If you plan on being active and participating in sports or if you have ongoing instability episodes, then having the ACL reconstructed is an absolute necessity. ACL reconstruction is an outpatient arthroscopic procedure that involves removing the torn ligament and replacing it with a new ligament (called a “graft”), either from your own tissue or a donor from a registered tissue bank. The most common graft to use is a bone-tendon-bone graft or a “BTB” (see fig.4)
The BTB graft can come from the central third of your patellar tendon (autograft) or a tissue bank donor (allograft). There are different advantages to each. The autograft uses your own tissue, but the surgeon must cut into your bone to harvest the graft. This can lead to more post-operative pain and extended healing time as the body replaces the area with scar tissue. The allograft is harvested from a donor or cadaver and is screened for diseases so that the chance of infection is almost non-existent. The allograft has the advantage of the surgeon only having to drill the holes and place the graft in order to do the repair. This means your body just has to work on healing the new ACL instead of the new ACL and a graft site, offering quicker return to activity in most cases.I perform ACL reconstructions by removing the old ACL, drilling a hole through the tibia and femur and then positioning the ACL graft where the old ACL used to be. The graft is secured using screws that hold it in place while the bone from the graft heals to the tunnels in the leg bones. The procedure is straight forward, and in most cases, you will be able to go home the same day (outpatient procedure). In addition to the common BTB graft, your hamstring tendons or allograft (tissue from a registered tissue bank) tendons can be used.

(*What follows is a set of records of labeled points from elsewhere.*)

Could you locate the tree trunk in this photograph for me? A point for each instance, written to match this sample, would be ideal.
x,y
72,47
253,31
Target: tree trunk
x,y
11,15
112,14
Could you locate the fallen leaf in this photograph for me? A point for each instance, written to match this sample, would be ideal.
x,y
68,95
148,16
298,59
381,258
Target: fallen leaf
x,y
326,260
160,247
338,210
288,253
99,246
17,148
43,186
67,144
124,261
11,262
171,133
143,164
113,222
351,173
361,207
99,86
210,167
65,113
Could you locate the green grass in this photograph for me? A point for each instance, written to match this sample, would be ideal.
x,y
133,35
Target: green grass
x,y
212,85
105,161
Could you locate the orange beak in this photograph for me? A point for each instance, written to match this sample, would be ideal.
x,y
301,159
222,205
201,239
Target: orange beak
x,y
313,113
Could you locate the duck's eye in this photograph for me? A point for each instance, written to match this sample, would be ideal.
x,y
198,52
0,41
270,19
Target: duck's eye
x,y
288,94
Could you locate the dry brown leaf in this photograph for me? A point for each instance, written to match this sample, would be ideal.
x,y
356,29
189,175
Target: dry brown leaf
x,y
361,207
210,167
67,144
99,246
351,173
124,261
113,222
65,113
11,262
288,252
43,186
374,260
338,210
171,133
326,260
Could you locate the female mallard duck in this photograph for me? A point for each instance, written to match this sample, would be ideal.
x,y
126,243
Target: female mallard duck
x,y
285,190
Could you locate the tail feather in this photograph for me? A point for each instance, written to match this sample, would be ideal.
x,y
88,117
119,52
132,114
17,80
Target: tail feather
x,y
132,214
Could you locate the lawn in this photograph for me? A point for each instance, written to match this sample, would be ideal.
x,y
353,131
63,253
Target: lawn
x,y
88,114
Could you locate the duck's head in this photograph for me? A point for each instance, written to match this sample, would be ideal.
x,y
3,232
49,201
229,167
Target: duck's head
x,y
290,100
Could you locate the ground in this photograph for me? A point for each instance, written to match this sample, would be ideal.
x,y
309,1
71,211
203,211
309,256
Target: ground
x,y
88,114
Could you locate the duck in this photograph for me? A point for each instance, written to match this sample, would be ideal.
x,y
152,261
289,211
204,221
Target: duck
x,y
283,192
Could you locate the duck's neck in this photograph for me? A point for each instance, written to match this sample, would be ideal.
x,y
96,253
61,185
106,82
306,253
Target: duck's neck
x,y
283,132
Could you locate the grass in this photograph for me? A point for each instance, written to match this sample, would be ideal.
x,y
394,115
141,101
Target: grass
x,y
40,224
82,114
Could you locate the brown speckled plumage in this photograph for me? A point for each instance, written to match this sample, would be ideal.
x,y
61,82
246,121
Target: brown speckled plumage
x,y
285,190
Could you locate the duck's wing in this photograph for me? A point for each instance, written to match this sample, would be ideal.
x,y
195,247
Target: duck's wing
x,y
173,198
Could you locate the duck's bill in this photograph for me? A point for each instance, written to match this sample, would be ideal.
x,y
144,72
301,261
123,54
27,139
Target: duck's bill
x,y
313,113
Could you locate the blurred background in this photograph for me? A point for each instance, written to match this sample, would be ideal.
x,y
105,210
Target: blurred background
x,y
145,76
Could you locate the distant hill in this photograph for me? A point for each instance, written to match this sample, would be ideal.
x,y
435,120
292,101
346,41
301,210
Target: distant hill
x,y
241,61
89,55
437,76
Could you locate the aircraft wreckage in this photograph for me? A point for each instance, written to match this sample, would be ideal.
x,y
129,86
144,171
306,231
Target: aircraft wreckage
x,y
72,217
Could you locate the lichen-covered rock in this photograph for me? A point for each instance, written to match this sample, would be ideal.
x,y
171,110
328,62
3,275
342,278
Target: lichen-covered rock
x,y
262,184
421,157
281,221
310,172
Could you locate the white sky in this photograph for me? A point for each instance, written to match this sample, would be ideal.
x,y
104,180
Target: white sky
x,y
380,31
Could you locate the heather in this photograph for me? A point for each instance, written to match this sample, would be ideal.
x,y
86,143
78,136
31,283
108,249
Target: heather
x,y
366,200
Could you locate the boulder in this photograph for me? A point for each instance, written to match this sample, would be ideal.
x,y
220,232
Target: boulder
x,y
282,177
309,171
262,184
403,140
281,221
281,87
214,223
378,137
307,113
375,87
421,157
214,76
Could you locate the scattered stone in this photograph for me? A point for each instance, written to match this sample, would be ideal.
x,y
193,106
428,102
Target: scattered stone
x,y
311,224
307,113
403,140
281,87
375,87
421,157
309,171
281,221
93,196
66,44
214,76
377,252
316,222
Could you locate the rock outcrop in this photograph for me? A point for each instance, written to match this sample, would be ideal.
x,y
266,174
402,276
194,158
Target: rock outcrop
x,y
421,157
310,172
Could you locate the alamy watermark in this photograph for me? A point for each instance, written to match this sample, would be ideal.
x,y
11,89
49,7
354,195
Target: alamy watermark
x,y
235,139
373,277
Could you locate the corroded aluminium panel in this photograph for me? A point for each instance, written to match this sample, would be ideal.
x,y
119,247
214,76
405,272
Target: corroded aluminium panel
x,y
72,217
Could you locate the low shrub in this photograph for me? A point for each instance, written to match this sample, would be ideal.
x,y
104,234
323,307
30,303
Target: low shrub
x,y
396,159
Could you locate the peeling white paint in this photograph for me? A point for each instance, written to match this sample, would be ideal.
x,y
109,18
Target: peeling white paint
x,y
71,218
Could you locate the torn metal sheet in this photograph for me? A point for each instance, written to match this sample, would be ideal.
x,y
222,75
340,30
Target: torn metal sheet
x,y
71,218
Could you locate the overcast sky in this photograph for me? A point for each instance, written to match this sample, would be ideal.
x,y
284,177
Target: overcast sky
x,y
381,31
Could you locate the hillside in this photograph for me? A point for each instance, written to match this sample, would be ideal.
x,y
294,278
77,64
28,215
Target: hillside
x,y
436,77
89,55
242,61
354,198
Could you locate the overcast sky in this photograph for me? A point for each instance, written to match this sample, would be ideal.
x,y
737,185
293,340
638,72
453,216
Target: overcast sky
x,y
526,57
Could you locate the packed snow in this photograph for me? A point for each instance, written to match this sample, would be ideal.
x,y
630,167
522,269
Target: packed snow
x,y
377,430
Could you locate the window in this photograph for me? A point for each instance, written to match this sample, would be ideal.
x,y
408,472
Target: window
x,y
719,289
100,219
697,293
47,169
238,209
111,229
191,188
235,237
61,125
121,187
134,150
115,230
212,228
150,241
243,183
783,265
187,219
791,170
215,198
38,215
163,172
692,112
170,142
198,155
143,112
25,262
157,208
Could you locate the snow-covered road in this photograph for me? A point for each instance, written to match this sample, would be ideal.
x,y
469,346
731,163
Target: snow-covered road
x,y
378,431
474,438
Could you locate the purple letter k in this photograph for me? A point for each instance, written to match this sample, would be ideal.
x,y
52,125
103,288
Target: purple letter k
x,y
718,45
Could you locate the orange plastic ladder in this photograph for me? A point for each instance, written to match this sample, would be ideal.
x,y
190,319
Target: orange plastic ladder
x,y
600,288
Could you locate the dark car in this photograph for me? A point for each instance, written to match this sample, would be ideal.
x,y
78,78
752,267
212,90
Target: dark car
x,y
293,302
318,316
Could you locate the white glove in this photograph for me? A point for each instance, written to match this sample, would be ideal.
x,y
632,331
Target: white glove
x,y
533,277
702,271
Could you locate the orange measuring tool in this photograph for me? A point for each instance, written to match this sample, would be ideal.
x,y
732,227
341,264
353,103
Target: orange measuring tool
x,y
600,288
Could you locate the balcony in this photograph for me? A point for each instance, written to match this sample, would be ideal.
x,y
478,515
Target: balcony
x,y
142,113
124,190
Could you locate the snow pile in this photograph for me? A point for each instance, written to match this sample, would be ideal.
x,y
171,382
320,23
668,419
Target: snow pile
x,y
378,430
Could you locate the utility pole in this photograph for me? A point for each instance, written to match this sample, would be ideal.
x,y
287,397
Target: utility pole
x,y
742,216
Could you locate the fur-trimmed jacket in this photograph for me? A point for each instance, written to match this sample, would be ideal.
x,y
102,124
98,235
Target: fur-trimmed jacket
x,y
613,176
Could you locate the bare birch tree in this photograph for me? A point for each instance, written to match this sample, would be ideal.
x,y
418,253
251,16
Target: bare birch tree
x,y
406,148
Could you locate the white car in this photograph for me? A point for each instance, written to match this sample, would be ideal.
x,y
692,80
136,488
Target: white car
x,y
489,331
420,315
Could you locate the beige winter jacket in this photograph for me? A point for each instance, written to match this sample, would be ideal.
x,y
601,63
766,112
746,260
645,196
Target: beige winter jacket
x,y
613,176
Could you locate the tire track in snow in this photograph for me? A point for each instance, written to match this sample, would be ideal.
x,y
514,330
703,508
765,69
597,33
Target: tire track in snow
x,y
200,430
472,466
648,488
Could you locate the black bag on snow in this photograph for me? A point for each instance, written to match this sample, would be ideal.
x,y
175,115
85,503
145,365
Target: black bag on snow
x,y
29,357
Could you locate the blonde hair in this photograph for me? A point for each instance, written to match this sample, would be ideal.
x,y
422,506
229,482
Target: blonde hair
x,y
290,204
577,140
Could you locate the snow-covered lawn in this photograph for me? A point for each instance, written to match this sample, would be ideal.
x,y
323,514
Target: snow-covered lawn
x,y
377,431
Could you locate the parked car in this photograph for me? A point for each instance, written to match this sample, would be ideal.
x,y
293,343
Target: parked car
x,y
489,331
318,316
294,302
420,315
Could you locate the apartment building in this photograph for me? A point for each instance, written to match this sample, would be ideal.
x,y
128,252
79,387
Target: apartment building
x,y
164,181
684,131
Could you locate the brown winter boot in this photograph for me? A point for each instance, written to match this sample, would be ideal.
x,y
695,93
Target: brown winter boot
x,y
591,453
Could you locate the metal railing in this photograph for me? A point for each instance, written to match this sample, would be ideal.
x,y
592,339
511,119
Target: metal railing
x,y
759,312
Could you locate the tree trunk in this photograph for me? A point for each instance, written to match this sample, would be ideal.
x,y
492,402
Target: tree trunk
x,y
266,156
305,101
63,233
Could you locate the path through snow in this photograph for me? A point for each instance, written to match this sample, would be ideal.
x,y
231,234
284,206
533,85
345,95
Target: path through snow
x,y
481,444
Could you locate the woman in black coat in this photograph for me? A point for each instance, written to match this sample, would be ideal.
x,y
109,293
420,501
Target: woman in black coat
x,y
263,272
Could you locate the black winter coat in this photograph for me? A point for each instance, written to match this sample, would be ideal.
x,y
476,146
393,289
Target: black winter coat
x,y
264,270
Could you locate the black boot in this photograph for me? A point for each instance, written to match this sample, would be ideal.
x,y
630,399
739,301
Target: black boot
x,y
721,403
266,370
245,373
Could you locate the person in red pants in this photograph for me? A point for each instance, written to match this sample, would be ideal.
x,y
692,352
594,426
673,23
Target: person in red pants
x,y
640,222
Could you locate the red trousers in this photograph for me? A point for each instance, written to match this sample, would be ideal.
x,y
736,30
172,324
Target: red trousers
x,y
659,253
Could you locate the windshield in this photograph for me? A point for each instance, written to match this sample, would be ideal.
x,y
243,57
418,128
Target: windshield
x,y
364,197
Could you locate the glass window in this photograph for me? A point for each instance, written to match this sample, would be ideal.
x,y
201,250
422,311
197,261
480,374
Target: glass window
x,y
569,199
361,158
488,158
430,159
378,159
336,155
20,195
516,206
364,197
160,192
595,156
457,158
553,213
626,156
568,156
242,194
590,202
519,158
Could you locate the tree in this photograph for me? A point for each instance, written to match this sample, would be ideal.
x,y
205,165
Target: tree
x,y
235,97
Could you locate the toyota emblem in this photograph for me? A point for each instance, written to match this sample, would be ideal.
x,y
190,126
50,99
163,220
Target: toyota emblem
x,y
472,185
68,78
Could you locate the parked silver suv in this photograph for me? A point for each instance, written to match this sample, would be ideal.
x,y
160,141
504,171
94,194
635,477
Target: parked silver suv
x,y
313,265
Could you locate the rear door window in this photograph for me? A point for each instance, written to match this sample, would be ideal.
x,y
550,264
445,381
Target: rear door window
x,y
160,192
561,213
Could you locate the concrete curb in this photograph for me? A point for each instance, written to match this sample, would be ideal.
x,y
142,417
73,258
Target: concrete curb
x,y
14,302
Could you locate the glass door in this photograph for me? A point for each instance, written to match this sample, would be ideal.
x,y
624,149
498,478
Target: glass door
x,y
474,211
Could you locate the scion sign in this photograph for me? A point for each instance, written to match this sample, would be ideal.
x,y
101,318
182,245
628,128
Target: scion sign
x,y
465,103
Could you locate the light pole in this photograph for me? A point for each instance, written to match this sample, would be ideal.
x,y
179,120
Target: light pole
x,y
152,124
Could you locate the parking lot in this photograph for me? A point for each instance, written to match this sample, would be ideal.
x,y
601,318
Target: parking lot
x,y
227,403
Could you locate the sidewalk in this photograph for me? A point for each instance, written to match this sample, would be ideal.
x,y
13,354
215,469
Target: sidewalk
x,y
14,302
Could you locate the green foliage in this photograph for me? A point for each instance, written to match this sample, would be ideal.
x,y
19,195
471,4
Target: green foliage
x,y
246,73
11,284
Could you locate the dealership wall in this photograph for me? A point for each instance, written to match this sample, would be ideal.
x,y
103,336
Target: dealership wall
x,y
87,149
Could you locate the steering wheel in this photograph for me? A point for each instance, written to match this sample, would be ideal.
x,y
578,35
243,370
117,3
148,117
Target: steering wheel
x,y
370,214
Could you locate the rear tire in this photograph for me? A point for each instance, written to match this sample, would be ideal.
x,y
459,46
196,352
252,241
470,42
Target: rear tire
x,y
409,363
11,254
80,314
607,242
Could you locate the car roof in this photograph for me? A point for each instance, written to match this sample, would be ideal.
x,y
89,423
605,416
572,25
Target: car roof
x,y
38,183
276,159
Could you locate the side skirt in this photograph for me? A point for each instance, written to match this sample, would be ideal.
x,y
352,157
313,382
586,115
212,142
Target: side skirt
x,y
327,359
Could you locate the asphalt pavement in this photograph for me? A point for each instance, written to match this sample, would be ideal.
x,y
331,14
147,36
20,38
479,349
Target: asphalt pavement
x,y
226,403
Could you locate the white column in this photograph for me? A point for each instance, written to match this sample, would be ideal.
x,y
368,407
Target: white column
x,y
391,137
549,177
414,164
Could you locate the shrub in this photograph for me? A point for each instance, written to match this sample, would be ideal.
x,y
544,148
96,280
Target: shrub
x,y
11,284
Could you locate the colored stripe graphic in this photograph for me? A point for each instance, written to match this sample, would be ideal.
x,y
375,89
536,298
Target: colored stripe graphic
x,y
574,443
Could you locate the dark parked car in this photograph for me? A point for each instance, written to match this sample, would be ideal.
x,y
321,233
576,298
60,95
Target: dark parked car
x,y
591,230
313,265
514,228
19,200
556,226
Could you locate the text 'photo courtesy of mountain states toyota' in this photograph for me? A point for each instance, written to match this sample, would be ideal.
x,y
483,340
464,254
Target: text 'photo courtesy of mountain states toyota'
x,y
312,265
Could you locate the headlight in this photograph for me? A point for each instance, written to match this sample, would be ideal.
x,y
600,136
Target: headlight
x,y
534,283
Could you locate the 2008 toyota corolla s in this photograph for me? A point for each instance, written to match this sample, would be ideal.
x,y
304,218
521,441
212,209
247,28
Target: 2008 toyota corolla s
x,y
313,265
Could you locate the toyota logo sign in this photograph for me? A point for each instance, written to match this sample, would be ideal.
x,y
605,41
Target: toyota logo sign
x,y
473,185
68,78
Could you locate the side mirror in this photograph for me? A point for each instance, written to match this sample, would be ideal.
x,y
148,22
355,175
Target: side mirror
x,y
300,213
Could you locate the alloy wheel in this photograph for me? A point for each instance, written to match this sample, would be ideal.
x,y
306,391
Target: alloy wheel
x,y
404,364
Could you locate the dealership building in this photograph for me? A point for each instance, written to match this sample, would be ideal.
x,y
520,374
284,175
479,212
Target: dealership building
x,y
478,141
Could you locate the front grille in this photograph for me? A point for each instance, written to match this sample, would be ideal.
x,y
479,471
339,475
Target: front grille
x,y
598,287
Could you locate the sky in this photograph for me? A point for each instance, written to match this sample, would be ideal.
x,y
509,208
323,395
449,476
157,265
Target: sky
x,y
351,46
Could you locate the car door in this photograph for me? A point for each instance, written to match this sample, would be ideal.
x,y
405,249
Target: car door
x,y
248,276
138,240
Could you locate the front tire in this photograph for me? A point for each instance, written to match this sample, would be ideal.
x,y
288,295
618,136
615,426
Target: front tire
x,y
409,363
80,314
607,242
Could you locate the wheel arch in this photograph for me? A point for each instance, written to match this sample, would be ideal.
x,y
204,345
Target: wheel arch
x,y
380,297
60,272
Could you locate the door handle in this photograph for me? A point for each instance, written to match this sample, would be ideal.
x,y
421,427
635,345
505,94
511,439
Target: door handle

After the surgery, the knee will be kept straight (in full extension) using a brace. Soon after the stitches are removed a week after surgery, your doctor will begin physical therapy. Adhering to your physical therapy regimen is perhaps the most important part in having a successful outcome to your surgery. Simple goals after surgery include getting the knee straight (full extension) and working on knee bending (flexion) over the next few weeks. Stationary cycling is a good simple exercise. Jogging can begin at 3 months after surgery with return to sports at 6-9 months after surgery. Your physical therapist and doctor will emphasize regaining strength and range of motion during the rehabilitation process.The overall goal of ACL surgery is to stabilize the knee from giving way episodes. Complete pain relief cannot be guaranteed as 50% of time there can be an associated meniscus tear and 20-25% of the time you can have some associated damage to the articular cartilage.